Segundo Stampi, no entanto, o sono polifásico funciona melhor quando não é feito em horários rígidos. “Você terá o melhor aproveitamento quando sentir que é o momento certo para dormir. É como um trem que você deve pegar, mas que não tem hora certa para passar.

Sobre o tempo de permanência nesse trem, o médico é categórico: não se deve ultrapassar os 20 minutos de cochilo. Ao passar desse limite, a pessoa entra em um sono mais profundo e torna-se mais difícil acordar.
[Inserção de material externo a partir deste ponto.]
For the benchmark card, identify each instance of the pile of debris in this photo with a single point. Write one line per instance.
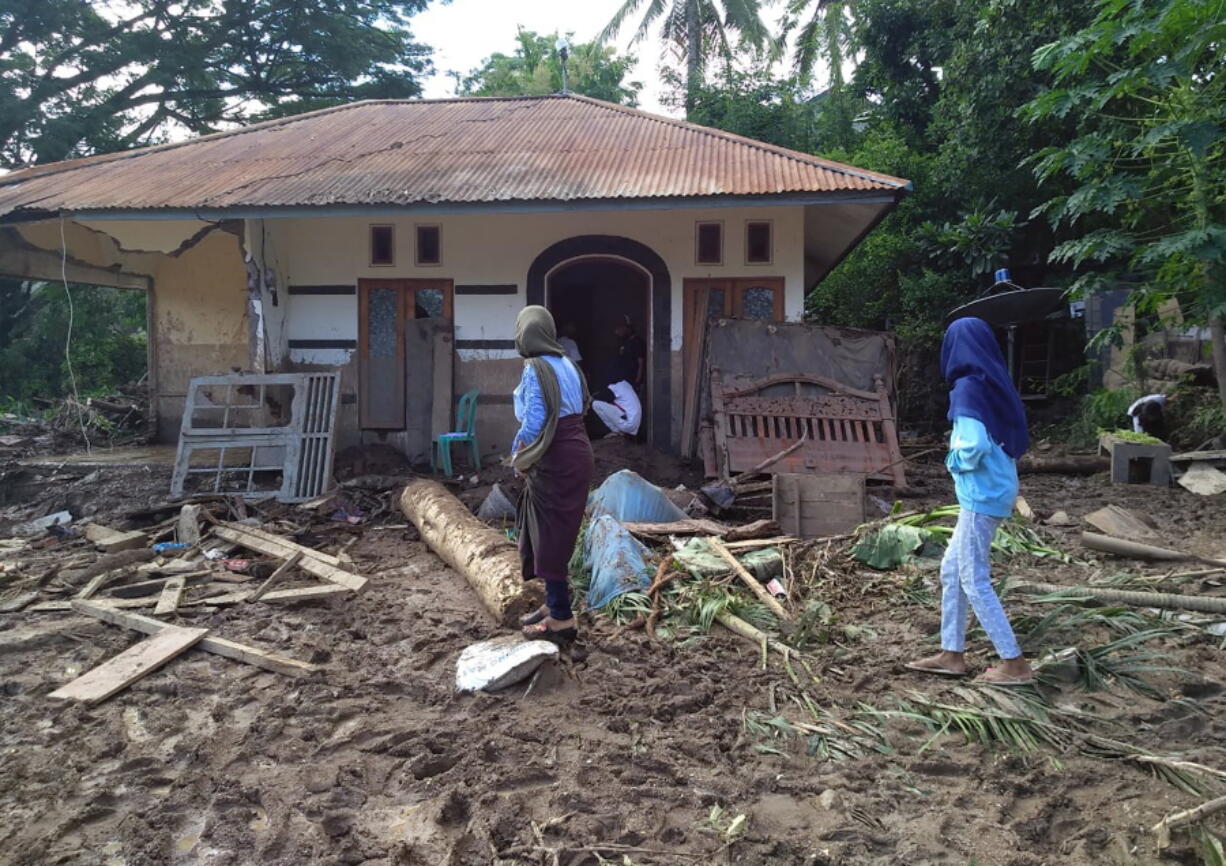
(193, 561)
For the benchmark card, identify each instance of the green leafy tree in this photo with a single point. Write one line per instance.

Ainda não há consenso entre os pesquisadores sobre os limites desse método. Por quanto tempo alguém é capaz de dormir de modo intermitente? “Nossa pesquisa em laboratório durou um mês e meio. Em relação aos navegadores, os estudos mais longos aconteceram durante uma volta ao mundo, que durou três meses. Ainda não há nenhum estudo de longo prazo para saber qual é o impacto do sono polifásico por um ano”, afirma Stampi.

No caso da aderecista da Águia de Ouro, os poucos minutos de sono no colchonete do barracão é que devem garantir a disposição para todo o Carnaval. “Depois do desfile, ainda não dá para dormir. É a hora de curtir. Assisto às outras escolas, aproveito os bailes nos clubes e este ano ainda vou ser destaque no interior, diz.”